Another member of the Trump administration is being investigated, but the most shocking piece is just who's doing the investigating. The White House is investigating Jared Kushner's family business loans. The two loans total more than $500 million and pose a potential legal quagmire for the administration if they're found to have breached criminal laws or federal ethics regulations, The Wall Street Journal reported Monday.
The news broke after a Democratic lawmaker asked the Office of Government Ethics what the official opinion was on the matter. The office checked with the White House and penned a response. David Apol, the acting director of the Office of Government Ethics, wrote:
I have discussed this matter with the White House Counsel's Office in order to ensure that they have begun the process of ascertaining the facts necessary to determine whether any law or regulation has been violated. During that discussion, the White House informed me that they had already begun this process.
Apol also told the inquiring party, Democratic Rep. Raja Krishnamoorthi, a member of the House Oversight Committee, that it's ultimately up to the White House to do the investigation, as well as apply any disciplinary or corrective action. Prosecution would like with the Justice Department. The White House did provide not comment to the Journal.
The New York Times reported in late February that Kushner met with executives from both lenders, Citigroup Inc. and the real-estate arm of Apollo Global Management LLC, in the first half of 2017 in the White House. That was before the loan money was disbursed. The companies went on to lend $325 million and $184 million respectively to the Kushner family real estate business.
Kushner's attorney Abbe Lowell, defended Kushner in a statement:
The White House counsel concluded there was were no issues involving Jared. He was not involved with his former company after he entered government service; the transactions in question came after that; he had nothing to do with those transactions; the transactions had nothing to do with any of his meetings in the White House, and the people from the companies involved have confirmed that as well.
Whether the investigation continues or has been concluded, as Lowell's statement suggests, is unclear. The letter from the Office of Government Ethics was dated March 22, but was just released Monday.
Citi addressed the issue in a letter to Congress, after several legislators wrote the company inquiring about the loan. The bank told lawmakers that the executive who visited the White House was "was unaware of the transaction," and that he had gone to speak on trade issues and NAFTA.
"Transactions of this nature take a long time to come to fruition and Citi had begun exploring this loan in late 2016," the bank's letter said. "The Kushner family has been a client of Citi for decades."
The bank recently loaned Kushner Cos. another $200 million.

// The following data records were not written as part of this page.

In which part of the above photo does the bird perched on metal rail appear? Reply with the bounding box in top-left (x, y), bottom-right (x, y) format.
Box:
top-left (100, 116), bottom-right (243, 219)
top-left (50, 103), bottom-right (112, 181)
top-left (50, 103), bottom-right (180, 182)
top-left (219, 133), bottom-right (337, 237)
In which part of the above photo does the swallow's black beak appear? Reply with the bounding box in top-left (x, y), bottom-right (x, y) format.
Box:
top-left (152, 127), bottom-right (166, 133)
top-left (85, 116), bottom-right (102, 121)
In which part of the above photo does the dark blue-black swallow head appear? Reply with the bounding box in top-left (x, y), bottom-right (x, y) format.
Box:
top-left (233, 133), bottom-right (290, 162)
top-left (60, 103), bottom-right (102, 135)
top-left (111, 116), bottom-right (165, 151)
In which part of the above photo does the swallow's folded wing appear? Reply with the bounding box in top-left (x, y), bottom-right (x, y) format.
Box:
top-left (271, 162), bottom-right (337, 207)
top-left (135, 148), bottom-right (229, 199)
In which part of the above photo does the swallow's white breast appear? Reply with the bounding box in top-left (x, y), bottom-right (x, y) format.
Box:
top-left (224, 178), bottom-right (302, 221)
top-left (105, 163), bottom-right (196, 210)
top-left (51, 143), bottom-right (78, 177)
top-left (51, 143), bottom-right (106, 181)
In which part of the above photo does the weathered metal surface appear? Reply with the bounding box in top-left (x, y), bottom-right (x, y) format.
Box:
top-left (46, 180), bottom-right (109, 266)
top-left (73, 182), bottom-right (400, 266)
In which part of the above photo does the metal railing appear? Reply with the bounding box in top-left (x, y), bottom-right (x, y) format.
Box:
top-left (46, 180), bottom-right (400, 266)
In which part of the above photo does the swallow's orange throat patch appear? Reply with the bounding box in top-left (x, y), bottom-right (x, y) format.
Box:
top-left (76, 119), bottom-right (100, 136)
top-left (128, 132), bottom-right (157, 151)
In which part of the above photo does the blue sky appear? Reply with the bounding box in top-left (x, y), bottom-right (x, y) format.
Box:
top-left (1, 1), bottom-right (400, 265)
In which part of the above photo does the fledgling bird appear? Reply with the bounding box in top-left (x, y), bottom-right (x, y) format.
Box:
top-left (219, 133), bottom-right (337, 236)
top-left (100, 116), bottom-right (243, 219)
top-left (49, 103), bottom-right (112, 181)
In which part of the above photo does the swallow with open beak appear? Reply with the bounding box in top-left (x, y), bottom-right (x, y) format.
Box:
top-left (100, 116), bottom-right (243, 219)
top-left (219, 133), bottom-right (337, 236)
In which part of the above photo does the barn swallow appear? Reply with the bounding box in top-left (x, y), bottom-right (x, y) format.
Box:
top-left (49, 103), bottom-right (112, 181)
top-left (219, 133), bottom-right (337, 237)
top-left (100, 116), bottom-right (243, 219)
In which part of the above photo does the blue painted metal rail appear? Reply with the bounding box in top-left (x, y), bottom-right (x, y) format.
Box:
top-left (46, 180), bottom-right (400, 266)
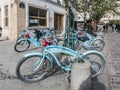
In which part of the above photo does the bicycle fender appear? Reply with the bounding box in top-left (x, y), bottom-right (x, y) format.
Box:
top-left (24, 52), bottom-right (53, 67)
top-left (90, 38), bottom-right (105, 46)
top-left (16, 38), bottom-right (29, 43)
top-left (82, 50), bottom-right (106, 64)
top-left (24, 52), bottom-right (42, 57)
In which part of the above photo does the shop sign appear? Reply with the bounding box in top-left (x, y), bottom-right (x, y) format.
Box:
top-left (19, 2), bottom-right (25, 9)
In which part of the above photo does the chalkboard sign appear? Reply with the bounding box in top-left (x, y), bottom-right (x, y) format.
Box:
top-left (19, 2), bottom-right (25, 9)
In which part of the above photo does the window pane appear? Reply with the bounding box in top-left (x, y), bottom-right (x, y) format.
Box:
top-left (4, 5), bottom-right (8, 27)
top-left (29, 6), bottom-right (47, 27)
top-left (29, 18), bottom-right (38, 26)
top-left (29, 6), bottom-right (38, 17)
top-left (5, 5), bottom-right (8, 16)
top-left (5, 18), bottom-right (8, 26)
top-left (39, 9), bottom-right (46, 17)
top-left (39, 19), bottom-right (46, 26)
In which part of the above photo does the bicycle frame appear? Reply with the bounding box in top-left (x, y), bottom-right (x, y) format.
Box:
top-left (16, 30), bottom-right (26, 41)
top-left (23, 45), bottom-right (106, 73)
top-left (17, 36), bottom-right (41, 48)
top-left (24, 46), bottom-right (78, 72)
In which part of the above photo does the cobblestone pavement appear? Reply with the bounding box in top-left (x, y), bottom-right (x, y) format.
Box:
top-left (0, 31), bottom-right (120, 90)
top-left (105, 31), bottom-right (120, 90)
top-left (92, 30), bottom-right (120, 90)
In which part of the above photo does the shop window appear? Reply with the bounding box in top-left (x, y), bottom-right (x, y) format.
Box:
top-left (29, 6), bottom-right (47, 27)
top-left (4, 5), bottom-right (9, 27)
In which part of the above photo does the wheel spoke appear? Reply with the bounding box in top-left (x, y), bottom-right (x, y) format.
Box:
top-left (16, 55), bottom-right (50, 83)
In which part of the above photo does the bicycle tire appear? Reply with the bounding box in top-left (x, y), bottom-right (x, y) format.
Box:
top-left (16, 35), bottom-right (24, 42)
top-left (82, 51), bottom-right (106, 78)
top-left (14, 40), bottom-right (30, 52)
top-left (91, 39), bottom-right (105, 51)
top-left (96, 35), bottom-right (104, 40)
top-left (16, 55), bottom-right (51, 83)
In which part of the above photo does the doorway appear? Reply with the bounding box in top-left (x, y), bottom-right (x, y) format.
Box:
top-left (54, 13), bottom-right (63, 34)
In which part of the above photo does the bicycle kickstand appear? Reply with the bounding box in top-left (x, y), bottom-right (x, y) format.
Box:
top-left (66, 71), bottom-right (71, 83)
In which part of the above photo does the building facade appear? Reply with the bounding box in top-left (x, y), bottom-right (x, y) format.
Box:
top-left (100, 1), bottom-right (120, 23)
top-left (0, 0), bottom-right (66, 41)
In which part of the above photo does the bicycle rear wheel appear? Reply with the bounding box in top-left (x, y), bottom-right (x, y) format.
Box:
top-left (14, 40), bottom-right (30, 52)
top-left (82, 51), bottom-right (106, 78)
top-left (16, 55), bottom-right (51, 83)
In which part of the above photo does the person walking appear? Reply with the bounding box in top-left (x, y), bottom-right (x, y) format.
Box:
top-left (105, 24), bottom-right (108, 33)
top-left (117, 24), bottom-right (120, 33)
top-left (112, 24), bottom-right (116, 33)
top-left (103, 25), bottom-right (106, 33)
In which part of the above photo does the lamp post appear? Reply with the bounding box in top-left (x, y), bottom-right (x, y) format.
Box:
top-left (64, 0), bottom-right (74, 50)
top-left (69, 0), bottom-right (74, 50)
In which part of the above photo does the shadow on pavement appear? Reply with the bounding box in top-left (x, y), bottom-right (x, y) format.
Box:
top-left (92, 77), bottom-right (106, 90)
top-left (79, 76), bottom-right (91, 90)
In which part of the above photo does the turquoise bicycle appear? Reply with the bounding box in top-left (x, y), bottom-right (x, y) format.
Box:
top-left (16, 45), bottom-right (106, 83)
top-left (14, 29), bottom-right (58, 52)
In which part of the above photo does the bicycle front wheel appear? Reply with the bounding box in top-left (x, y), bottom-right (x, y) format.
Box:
top-left (16, 55), bottom-right (51, 83)
top-left (96, 35), bottom-right (104, 40)
top-left (14, 40), bottom-right (30, 52)
top-left (91, 39), bottom-right (105, 51)
top-left (82, 51), bottom-right (106, 78)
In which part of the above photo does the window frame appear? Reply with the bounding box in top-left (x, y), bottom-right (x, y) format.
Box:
top-left (4, 5), bottom-right (9, 27)
top-left (29, 6), bottom-right (47, 27)
top-left (0, 8), bottom-right (1, 27)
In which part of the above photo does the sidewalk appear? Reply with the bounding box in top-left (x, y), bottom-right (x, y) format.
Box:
top-left (0, 31), bottom-right (120, 90)
top-left (0, 37), bottom-right (8, 41)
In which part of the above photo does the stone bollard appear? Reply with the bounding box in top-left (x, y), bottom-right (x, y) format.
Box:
top-left (70, 61), bottom-right (91, 90)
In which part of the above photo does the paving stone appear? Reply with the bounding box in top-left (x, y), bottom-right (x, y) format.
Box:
top-left (109, 74), bottom-right (120, 90)
top-left (105, 32), bottom-right (120, 90)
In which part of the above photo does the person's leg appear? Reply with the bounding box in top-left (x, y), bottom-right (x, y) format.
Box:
top-left (113, 28), bottom-right (116, 33)
top-left (116, 27), bottom-right (118, 32)
top-left (112, 27), bottom-right (114, 32)
top-left (118, 27), bottom-right (120, 33)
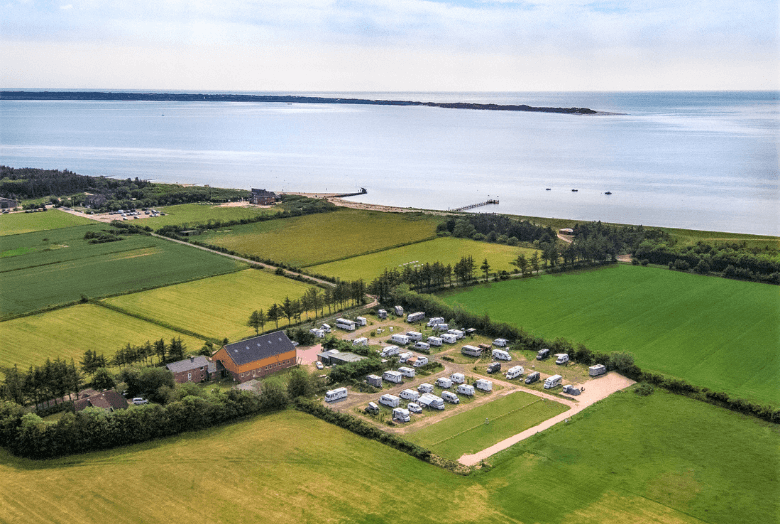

Apollo also penned a letter to Congress in response to inquiries about Kushner's meeting with their executive. "Josh Harris and Jared Kushner never discussed any loans related to Kushner Companies," the letter said, and the loan "was negotiated on behalf of ARI by an Apollo investment professional with a history of doing business with Kushner Companies that predated his tenure at Apollo."
As for Kushner Companies, a spokesperson told CBS News that they have not been contacted regarding the matter. "We have not received an inquiry," the spokesperson said.
This is not the only investigation Kushner has been tied to. Special counsel Robert Mueller spoke with him last fall about former national security advisor Michael Flynn. Mueller is also reportedly exploring Kushner's business talks with foreigners.
But for the White House to be investigating the family business loans is quite the surprise.